Vendredi 12 février aux alentours de 11 heures, le sénateur/maire de Fréjus a remis, lors d’une petite cérémonie dans son cabinet, la médaille de la Ville à Jacqueline Buffin, une octogénaire qu’il ne faut visiblement pas trop chercher.

Ce fut un grand jour vendredi pour Jacqueline Buffin, sa fille Laurence et son époux Jean-Marc. Habillés sur leur 31 et le sourire aux lèvres, les membres de cette petite famille, comme il en existe des centaines d’autres à Fréjus, ont été honorés par les élus locaux lors d’une petite cérémonie intimiste. Lors cet hommage qui a duré environ une quinzaine de minute, le maire a tenu à saluer le courage de cette octogénaire qui a su défendre courageusement sa fille en défiant trois agresseurs venus pour les dépouiller. Mais voyons comment Jacqueline Buffin est devenue une valeur d’exemple pour la ville, si bien qu’un jour, peut-être que tout le monde réagira de la même manière face à un vol ou toutes autres agressions.

Que s’est-il exactement passé le samedi 19 décembre ?

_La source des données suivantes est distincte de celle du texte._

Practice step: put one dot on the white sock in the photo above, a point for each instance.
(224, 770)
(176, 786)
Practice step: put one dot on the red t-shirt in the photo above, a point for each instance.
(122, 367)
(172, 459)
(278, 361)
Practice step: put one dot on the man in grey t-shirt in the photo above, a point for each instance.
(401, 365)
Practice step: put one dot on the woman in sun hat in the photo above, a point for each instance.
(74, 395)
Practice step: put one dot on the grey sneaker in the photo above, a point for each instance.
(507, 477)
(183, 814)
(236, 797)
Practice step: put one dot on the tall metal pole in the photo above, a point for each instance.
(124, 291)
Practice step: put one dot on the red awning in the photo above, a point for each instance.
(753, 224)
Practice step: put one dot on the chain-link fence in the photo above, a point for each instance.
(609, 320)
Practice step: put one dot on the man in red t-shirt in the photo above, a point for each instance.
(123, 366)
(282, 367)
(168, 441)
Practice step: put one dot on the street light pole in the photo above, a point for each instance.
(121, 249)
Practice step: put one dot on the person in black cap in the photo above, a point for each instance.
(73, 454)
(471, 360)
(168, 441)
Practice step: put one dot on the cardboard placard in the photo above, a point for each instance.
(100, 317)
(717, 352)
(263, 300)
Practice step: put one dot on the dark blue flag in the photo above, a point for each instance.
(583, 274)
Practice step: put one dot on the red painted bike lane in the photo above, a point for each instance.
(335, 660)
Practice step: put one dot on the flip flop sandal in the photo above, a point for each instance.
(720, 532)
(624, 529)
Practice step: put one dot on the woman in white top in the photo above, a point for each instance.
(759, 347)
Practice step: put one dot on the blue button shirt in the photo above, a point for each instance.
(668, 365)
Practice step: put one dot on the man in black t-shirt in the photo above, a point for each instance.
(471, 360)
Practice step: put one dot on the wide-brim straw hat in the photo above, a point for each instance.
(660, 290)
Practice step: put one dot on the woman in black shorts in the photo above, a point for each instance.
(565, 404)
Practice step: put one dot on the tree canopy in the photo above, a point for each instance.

Ce dernier samedi de décembre, aux alentours de 17 heures, Jacqueline Buffin (80 ans) et sa fille Laurence se rendent retirer de l’argent Avenue Jean Jaurès à Fréjus. Quelques secondes seulement après leur entrée dans la banque, trois jeunes débarquent et tentent de dérober la carte bleue et de voler l’agent de Laurence. Mais, sous ses airs de gentille petite mamie inoffensive, Jacqueline réagit immédiatement et réussit à les faire fuir en les bousculant et insultant (c’était d’ailleurs la première fois qu’elle prononçait un gros mot de sa vie). Sa fille l’a reconnue elle-même après les faits, si sa mère n’était pas intervenue, elle ne se serait sans doute aperçue de rien. Cinq minutes après cette tentative de vol, la mère et sa fille croisent une équipe de la Police Municipale qui retrouvent rapidement les adolescents en fuite. Ces dernières porteront plainte quelques jours après et l’affaire sera très vite réglée. Si Madame Buffin a pu réagir si rapidement, c’est malheureusement grâce à un événement similaire qui a touché l’une de ses proches. Elle était en effet plus vigilante ce jour-là, car quelques jours auparavant, sa meilleure amie s’était fait agresser à Marseille par plusieurs jeunes dans des circonstances similaires. Pas terrorisée pour autant, Jacqueline a ensuite continué ses emplettes comme si de rien était. Pour elle, son acte était normal et si c’était à refaire, elle n’hésiterait pas une seule seconde.